The antibacterial activity of ethanolic leaf extracts A. etbaica as shown in Table 5 and Figure 4 had shown a broad spectrum of the highest zone of inhibition against gram-negative bacteria E. coli (11-18 mm), V. cholera (11-13 mm), K. pneumoniae (10- 14 mm) and gram-positive bacteria B.subtilis (10-13mm), S.aureus (10- 14mm) and E. faecali (10-14 mm) at 500 μg/ ml at a concentration range between 250 μg/ ml -500 μg/ ml.

Minimal inhibitory concentration (MIC)

The Minimum Inhibitory Concentration (MIC) of the effective acetone and ethanolic leaf extract of A. etbaica (AE-AC and AE-ET) at various concentrations were assessed by 96 well plate broth microdilution methods with a concentration range from 1.25 µg /ml to 100 µg /ml. Only the tested bacteria, which were showed highly susceptible to the selected plant extracts was taken to determining the MIC. The maximal zones of inhibition and MIC values for tested bacterial strains, which were sensitive to the leaf extract of A. etbaica , were in the range of 10-18 mm and lowest MIC values of 0.532 µg/ml against tested gram +ve bacteria. As showed in Table 5, the acetone leaf extract of A. etbaica was highly susceptible against tested B.subtilis, S.aureus, E. feacalis, V. cholea, K. pneumonia, and E.coli with the significant MIC value 0.532, 0.625, 2.5, 2.06, 4.12 and 15.60 µg/ml respectively.
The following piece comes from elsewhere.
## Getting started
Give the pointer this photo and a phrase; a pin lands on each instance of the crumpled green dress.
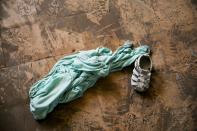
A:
(72, 75)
As showed in the Figure 5, the ethanolic leaf extract of A. etbaica was highly susceptible to B.subtilis, S.aureus, E. feacalis, E.coli , V. cholea, and K. pneumonia, with the significant MIC values of 1.24, 1.5, 4.12, 3.008, 14.86 and 24.87. Among the tested organic, leaf extract of A. etbaica both acetone leaf and ethanolic leaf extract of A.etbaica shown strong broad-spectrum antibacterial activity against tested Enterobactriace family in the range of 11- 18 mm with less MIC values of between 0.532 to 24.87µg /ml.

Conclusions

Both the acetone and ethanolic leaf extract of Acacia etbaica exhibited a broad spectrum of promising in vitro antibacterial activities against tested MDR Enterobacteriaceae family of both selected bacterial strains among the other tested extracts. The qualitative phytochemical analysis of the acetone and ethanolic leaf extract of A etbaica shown the presence of the maximum number of phytoconstituents like flavonoids, tannins, terpenoids, and polyphenolic components. The high phenolic and flavonoid content present in both acetone and ethanolic leaf extract of A.etbaica accompanied by producing a significant zone of inhibition against all tested MDR Enterobacteriaceae family. The current studies demonstrated that the broad-spectrum antibacterial activity of acetone and ethanolic leaf extracts of Acacia etbaica may be helpful for the isolation of novel potent antibacterial agents against both hospital-acquired and communicable infectious bacterial pathogens without any side effects.

Acknowledgement

The authors sincerely thank to the Department of Chemistry, Aksum University, and Aksum, Ethiopia for providing laboratory facilities.

Funding Support

This project work was partially funded by Ministry of Education, Ethiopia.

Conflict of Interest

The authors have confirm no conflict of interest.